By Yayoi Kawatoko / Yomiuri Shimbun Staff WriterBlackmailing is wrong. But what if it’s the only way to save someone in trouble?
Dean Fujioka, who rose to stardom after appearing in a high-profile NHK serial morning drama, now plays a man who professionally blackmails people in the suspense comedy “Ima kara Anata o Kyohaku Shimasu” (I’ll blackmail you from now). The adaptation of Namiya Fujiishi’s novel of the same title is the popular actor’s first lead in a serial drama on a commercial TV station.
The drama, broadcast on the Nippon TV network at 10:30 p.m. on Sundays, focuses on Fujioka’s character, Kanji Senkawa, and Mio Kanesaka (played by Emi Takei), a well-off university student who is good-natured and extremely generous.
The two meet by chance after Kanesaka receives a strange video that Senkawa intended to send to another woman as part of a job commissioned by a client.

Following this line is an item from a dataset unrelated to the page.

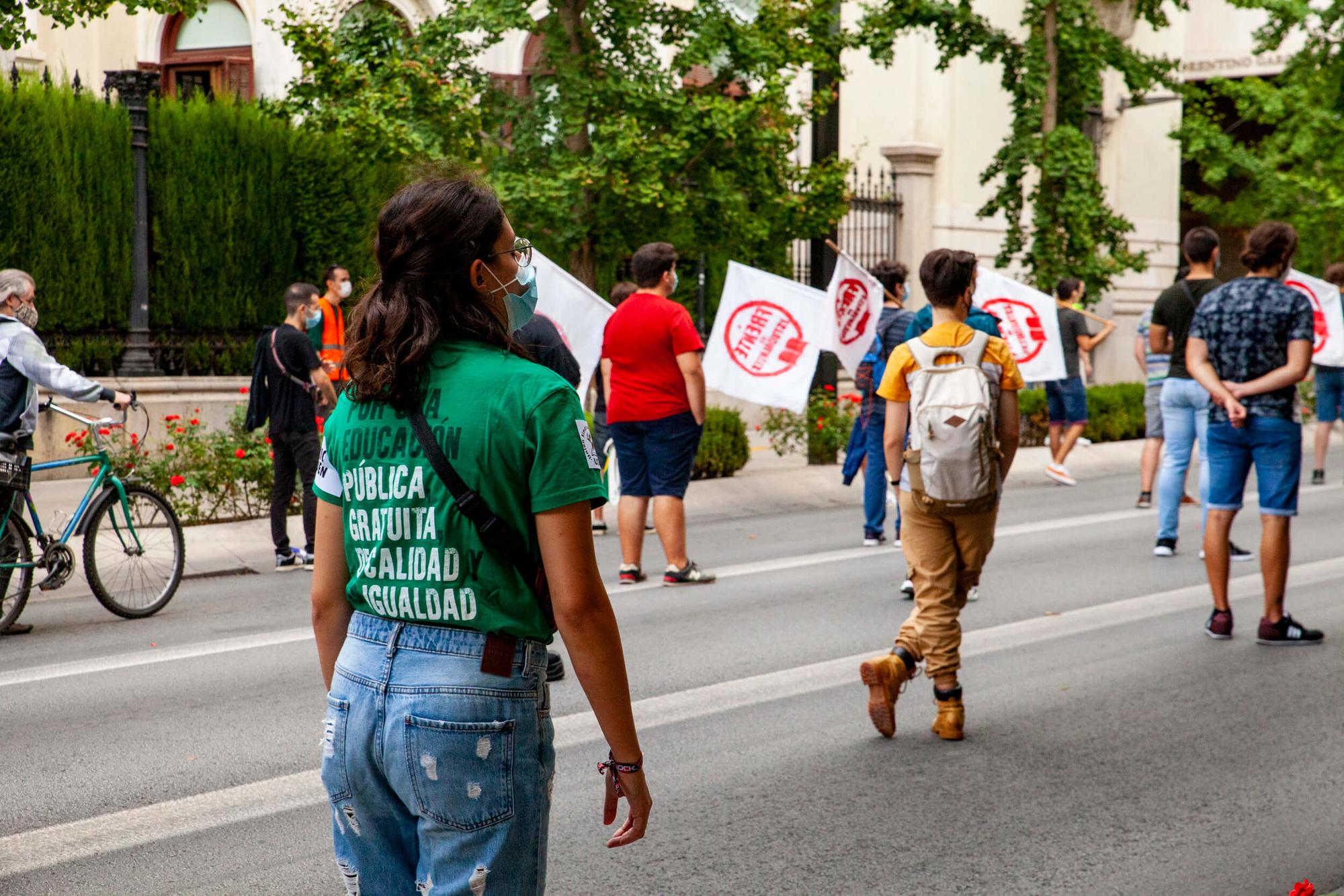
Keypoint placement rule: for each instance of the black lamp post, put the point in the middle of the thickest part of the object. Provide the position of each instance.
(134, 89)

After Senkawa and his team finish the job with Kanesaka’s help, he continues to work with her, which leads to her involvement in a number of incidents.
Senkawa’s job as a “kyohaku-ya,” or a professional blackmailer who extorts others to save somebody else, does not exist in reality. Is he good or is he bad?

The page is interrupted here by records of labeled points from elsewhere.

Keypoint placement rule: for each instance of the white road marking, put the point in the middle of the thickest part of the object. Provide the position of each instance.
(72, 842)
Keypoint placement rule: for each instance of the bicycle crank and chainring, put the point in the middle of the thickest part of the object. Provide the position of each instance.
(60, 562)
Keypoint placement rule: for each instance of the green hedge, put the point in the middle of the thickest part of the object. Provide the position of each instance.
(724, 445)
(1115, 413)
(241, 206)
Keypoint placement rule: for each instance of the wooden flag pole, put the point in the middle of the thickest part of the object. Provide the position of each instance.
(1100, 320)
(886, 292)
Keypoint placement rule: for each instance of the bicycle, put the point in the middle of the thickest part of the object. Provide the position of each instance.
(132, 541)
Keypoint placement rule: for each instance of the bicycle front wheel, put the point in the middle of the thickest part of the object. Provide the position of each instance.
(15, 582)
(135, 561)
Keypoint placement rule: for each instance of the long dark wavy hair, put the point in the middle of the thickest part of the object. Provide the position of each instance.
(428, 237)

“Righteous heroes, dirty heroes — both are appealing to me because they have their own philosophies and ideas on what they believe is right,” Fujioka said. “Of course, you should not do something considered bad,” he added with a laugh.
Senkawa compassionately tackles clients’ problems that police cannot handle, and is clever in threatening his targets as he corners them into submission. He works calmly and diligently, though his actual personality is more comical as he often makes poor jokes and wears T-shirts with strange motifs.

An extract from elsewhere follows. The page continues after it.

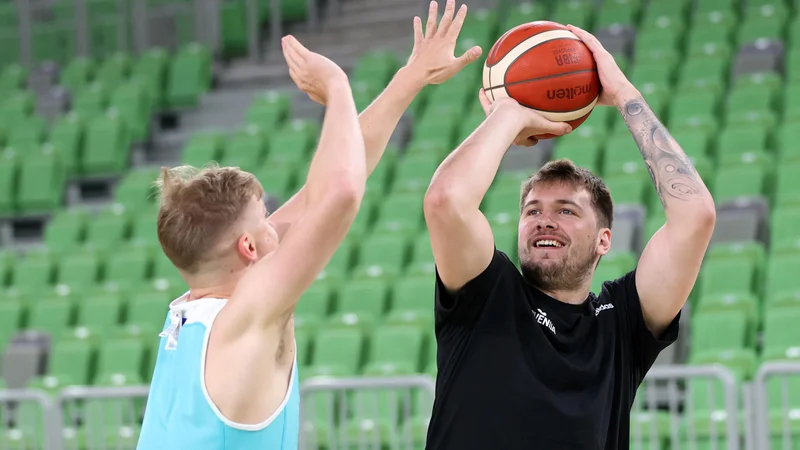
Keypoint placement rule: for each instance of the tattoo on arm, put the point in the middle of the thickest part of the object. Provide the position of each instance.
(673, 175)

“Senkawa puts a lot of effort into his work, while being relaxed and casual in his free time,” Fujioka said. “I like these two distinct characteristics of his.”
During shooting for the drama, Fujioka once wore a T-shirt with an image of Vietnamese pho noodles and chopsticks to make him more closely resemble Senkawa. However, “[The cast and staff] would only laugh when they saw it and didn’t respond in any other way,” he said.
Asked about his preferred attire, he replied, “I like to wear clothes that allow me to exercise at any time but also don’t look rude to others. I try to choose clothing that’s both practical and well-designed.”
Fujioka, who is from Fukushima Prefecture, developed his acting career in Hong Kong and Taiwan. The now 37-year-old actor broke through in Japan when he performed in NHK’s serial morning drama “Asa ga Kita,” which ran for six months from 2015 to 2016. In the show, he played samurai-turned-businessman Tomoatsu Godai, who mentors the protagonist, a pioneering businesswoman.
In addition to acting, Fujioka is part of the cast of TV Asahi news program “Saturday Station,” and will also embark on his first national tour as a musician next February.
Fujioka sings the drama’s theme song, called “Let it snow!” He also composed the music and wrote the lyrics. The piece is the first theme song for a drama he has created and performed.
Fujioka said he created the song with heavy snowfall during a Japanese winter in mind. “I made this piece to sound nostalgic but also fresh,” he said. “I hope listeners can feel something different every time they listen to it, and that such feelings collect in their minds like accumulating snow.”
Fujioka has not performed in many comedies throughout his acting career, even though he is “basically willing to act in such shows.” He hopes he can “find new approaches for acting and discover a new aspect of myself” through his latest undertaking.